Kenny Easwaran said,
August 13, 2025 @ 1:21 am
The link you posted at the bottom is from April 2024 – at that point, people were aware that if you gave the model the phrase "let's think step by step", it would list the steps in some hypothetical reasoning, which would then give it better background for the later steps, and would lead it to useful answers more often than if it just had to predict the answer with no intermediate words.
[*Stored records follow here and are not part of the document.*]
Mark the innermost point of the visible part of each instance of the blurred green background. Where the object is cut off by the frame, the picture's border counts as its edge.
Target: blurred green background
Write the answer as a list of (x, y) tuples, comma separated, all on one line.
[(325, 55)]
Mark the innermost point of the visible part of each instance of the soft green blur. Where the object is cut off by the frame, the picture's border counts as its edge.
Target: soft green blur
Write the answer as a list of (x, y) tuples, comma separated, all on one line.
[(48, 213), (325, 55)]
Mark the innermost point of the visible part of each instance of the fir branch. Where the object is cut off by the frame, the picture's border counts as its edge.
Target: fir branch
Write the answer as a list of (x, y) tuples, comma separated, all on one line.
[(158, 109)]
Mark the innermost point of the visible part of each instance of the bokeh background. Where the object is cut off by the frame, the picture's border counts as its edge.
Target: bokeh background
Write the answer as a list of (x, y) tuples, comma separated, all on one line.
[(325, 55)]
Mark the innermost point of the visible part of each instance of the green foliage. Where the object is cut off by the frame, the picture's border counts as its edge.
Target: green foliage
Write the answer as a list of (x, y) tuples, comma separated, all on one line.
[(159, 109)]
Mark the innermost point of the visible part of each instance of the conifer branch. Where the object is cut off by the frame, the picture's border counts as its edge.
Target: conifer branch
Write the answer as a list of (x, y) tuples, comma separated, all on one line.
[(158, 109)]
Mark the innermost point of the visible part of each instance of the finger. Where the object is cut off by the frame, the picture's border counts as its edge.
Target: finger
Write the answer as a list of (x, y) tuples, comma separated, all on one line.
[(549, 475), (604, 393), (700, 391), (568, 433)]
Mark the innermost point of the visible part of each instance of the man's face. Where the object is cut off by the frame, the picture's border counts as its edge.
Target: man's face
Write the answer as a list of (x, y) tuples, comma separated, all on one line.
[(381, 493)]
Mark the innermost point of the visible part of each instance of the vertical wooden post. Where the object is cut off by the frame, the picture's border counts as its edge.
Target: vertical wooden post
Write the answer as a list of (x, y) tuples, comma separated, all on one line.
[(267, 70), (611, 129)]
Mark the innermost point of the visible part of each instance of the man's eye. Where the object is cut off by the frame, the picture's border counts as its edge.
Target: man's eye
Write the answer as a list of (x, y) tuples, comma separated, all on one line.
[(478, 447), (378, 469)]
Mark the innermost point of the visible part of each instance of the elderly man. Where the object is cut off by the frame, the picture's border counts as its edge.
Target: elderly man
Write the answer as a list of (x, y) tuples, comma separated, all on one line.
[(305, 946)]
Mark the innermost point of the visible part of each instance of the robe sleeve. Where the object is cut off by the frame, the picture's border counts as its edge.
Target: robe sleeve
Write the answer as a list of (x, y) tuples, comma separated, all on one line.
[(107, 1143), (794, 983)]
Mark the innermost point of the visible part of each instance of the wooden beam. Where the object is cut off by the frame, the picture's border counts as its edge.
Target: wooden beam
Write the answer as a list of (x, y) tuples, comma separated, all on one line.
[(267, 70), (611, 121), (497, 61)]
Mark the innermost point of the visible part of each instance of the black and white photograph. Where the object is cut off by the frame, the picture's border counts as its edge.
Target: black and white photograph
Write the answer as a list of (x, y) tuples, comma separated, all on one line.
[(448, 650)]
In September of last year, when ChatGPT introduced o1, that was the first public model that did that sort of thing by default, and also had done some practice at figuring out what sorts of steps more often get to useful answers. By February or March of this year, all of the other major labs had "reasoning models" as part of their default model and ChatGPT 5 is the first time OpenAI is bringing the "reasoning models" into their default model.
Coby said,
August 13, 2025 @ 3:15 pm
In my experience, AI (at least Google's version) is still totally hopeless in proposing solutions to cryptic crosswords.
Circeus said,
August 14, 2025 @ 10:38 am
I've tried them occasionally for "categories" type puzzles where you have like, 16 words and have to figure out four groups of 4 words. Because the answer are just as likely to be thematic ("one word movie titles"), phrases ("words that come before 'card'") or metalinguistic ("Homonyms of famous brands", "words with several pronunciations"), AI tends to whiff really badly.